What affects the cost of oral health coverage

April 15, 2024

You want to take care of your oral health, but how do you do it without breaking the bank? One big factor to getting the most out of your dental benefits is to understand what goes into the cost of oral healthcare. Dental coverage plays a significant role in managing these costs, but deciphering the intricacies of coverage can be daunting. In this article, we'll delve into the components of dental insurance costs to help you navigate your way to optimal oral health without financial stress.

Dental insurance essentials

Submitted Charge: This is the starting point to any claims and out-of-pocket expenses. It is the amount your provider bills for a specific service before any adjustments or input from the benefits company. 

Maximum allowed fees: Also known as allowable charges, these are the highest amounts that benefit providers are willing to pay for specific dental services. Understanding these limits is crucial as they affect the coverage provided by insurance and the patient's out-of-pocket expense. 

Balance billing: Balance billing is when a submitted charge is more than the maximum allowed fees, and your provider bills you for what your benefits don't cover. This practice can lead to additional out-of-pocket costs, particularly if the provider is out-of-network or charges exceed the maximum allowed fees. One of the benefits of being a Delta Dental of Washington benefits member is that our networks eliminate balance billing. 

Percentage paid by dental provider: Some dental providers cover a portion of the total cost of services through discounts, insurance network participation, or other arrangements. Knowing the percentage covered by the provider can significantly impact the patient's financial burden.

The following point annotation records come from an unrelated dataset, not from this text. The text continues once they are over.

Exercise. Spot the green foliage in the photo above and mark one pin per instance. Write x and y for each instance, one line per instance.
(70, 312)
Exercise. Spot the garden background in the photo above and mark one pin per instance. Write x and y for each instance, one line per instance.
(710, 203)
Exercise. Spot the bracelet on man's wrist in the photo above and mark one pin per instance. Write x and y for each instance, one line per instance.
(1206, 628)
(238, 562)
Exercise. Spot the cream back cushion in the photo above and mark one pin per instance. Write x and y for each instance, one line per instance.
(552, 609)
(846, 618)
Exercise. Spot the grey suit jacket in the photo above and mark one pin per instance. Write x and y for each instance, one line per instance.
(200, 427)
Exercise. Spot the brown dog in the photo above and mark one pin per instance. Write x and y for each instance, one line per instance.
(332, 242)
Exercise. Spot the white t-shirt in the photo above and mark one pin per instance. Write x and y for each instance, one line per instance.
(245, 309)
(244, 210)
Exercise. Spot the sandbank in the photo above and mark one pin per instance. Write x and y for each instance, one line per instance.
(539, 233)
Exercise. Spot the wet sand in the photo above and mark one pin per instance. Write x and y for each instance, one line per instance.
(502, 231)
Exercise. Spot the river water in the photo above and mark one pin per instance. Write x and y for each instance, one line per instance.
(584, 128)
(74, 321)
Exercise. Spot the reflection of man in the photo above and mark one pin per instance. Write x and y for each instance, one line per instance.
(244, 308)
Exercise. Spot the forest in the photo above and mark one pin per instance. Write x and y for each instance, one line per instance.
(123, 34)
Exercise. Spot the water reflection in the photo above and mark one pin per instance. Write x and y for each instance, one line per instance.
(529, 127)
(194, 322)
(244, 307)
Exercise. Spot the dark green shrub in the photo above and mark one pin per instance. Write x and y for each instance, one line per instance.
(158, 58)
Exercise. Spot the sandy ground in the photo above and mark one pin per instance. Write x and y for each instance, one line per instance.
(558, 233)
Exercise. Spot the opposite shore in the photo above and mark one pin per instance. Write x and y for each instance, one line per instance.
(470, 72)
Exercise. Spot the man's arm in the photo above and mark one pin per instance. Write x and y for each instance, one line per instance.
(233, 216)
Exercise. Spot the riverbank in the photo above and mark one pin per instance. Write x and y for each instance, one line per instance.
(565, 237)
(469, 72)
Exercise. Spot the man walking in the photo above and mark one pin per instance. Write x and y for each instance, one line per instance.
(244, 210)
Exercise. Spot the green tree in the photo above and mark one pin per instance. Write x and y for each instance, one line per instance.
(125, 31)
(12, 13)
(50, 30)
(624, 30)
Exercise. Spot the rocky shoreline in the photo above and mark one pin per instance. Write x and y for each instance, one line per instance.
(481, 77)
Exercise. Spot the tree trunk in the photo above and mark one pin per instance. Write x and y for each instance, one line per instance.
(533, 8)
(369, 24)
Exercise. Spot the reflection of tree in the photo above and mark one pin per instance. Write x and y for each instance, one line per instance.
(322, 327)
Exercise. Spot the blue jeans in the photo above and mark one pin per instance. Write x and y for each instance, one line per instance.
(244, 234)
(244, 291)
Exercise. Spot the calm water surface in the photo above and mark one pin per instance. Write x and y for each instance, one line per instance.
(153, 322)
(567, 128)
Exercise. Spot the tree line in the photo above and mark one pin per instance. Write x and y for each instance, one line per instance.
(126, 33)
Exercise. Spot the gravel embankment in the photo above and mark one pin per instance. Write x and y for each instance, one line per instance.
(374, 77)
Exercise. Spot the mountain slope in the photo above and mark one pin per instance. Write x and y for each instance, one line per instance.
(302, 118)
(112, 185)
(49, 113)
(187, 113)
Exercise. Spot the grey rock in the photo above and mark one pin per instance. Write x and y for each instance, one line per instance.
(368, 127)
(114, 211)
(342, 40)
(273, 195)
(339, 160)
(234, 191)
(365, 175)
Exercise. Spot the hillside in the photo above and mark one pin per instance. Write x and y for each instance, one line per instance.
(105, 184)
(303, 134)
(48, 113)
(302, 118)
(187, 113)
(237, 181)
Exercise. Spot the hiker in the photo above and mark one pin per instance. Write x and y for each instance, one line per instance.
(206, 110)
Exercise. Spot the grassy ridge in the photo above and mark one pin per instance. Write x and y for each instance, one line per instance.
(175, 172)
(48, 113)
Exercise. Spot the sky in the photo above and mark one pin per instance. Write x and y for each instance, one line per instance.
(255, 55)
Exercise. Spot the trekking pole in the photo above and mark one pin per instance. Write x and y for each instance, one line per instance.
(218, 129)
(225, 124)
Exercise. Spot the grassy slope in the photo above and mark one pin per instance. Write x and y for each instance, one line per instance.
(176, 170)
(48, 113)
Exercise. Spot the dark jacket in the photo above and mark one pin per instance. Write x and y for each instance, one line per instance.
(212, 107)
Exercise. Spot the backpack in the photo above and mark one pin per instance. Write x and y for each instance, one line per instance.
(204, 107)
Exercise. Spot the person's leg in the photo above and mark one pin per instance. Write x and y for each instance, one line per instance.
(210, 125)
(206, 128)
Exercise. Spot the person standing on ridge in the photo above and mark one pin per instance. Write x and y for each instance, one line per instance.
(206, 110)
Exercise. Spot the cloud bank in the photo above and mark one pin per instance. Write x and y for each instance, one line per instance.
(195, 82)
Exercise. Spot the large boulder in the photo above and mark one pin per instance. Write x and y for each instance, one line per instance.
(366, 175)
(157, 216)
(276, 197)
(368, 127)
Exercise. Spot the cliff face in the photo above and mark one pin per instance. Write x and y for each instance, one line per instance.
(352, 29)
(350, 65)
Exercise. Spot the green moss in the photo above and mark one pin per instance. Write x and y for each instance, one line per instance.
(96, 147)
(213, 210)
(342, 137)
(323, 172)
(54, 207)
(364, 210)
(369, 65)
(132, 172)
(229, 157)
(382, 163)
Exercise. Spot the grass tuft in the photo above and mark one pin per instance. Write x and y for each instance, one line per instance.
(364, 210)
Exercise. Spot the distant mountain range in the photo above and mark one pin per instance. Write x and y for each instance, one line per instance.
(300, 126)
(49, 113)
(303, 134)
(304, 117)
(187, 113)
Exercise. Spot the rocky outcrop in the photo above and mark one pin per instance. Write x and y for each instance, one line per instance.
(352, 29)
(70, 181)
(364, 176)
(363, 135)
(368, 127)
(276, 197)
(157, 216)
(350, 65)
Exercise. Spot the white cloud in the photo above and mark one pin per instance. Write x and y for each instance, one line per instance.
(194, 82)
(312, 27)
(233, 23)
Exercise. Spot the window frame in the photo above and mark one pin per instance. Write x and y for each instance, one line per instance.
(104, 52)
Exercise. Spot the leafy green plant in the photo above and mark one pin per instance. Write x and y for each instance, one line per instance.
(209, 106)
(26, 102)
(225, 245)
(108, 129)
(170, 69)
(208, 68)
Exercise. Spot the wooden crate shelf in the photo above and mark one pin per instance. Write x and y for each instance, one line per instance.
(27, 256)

Out-of-pocket costs: These include deductibles, copayments, coinsurance, and charges not covered by insurance. Understanding these expenses is crucial for effective budgeting and planning for dental care. 

Copayment (Copay) and Deductible: Copay is the preset amount patients must pay before receiving a covered service, while the deductible is the amount paid directly to the dentist before insurance benefits kick in.

Annual maximum: This is the cap set by dental insurance plans on the total benefits paid by the benefit provider within a year. Once this limit is reached, coverage ceases until the next plan period.

 

Factors affecting costs

There are several factors that affect the cost of oral health coverage, like location, plan specifics, and the economy. Costs can fluctuate year-to-year. Here are just a few of the things that may affect how much you pay for coverage. 

Geographic location: Costs can vary based on where you live due to differences in the cost of living and market dynamics.

Insurance plan specifics: Each insurance plan has unique coverage limits, networks, and reimbursement rates that influence costs.

Economy/workforce shortages: Economic factors and shortages in the dental workforce can impact costs and access to care.

Managing dental costs:

Maximizing Insurance Benefits: Using in-network providers can maximize coverage and reduce out-of-pocket expenses.

Utilize resources like MySmile: Delta Dental of Washington's MySmile platform and Find a Dentist tool can help you locate in-network providers and estimate costs. 

Know before you go: Use Delta Dental of Washington's cost estimator to anticipate expenses for upcoming in-network dental services, empowering you to make informed decisions about your oral health care.

 

Understanding the components of dental insurance costs is crucial for effectively managing expenses and maintaining oral health. By familiarizing yourself with these factors and utilizing available resources, you can navigate the complexities of dental insurance with confidence, ensuring both your smile and your wallet stay healthy.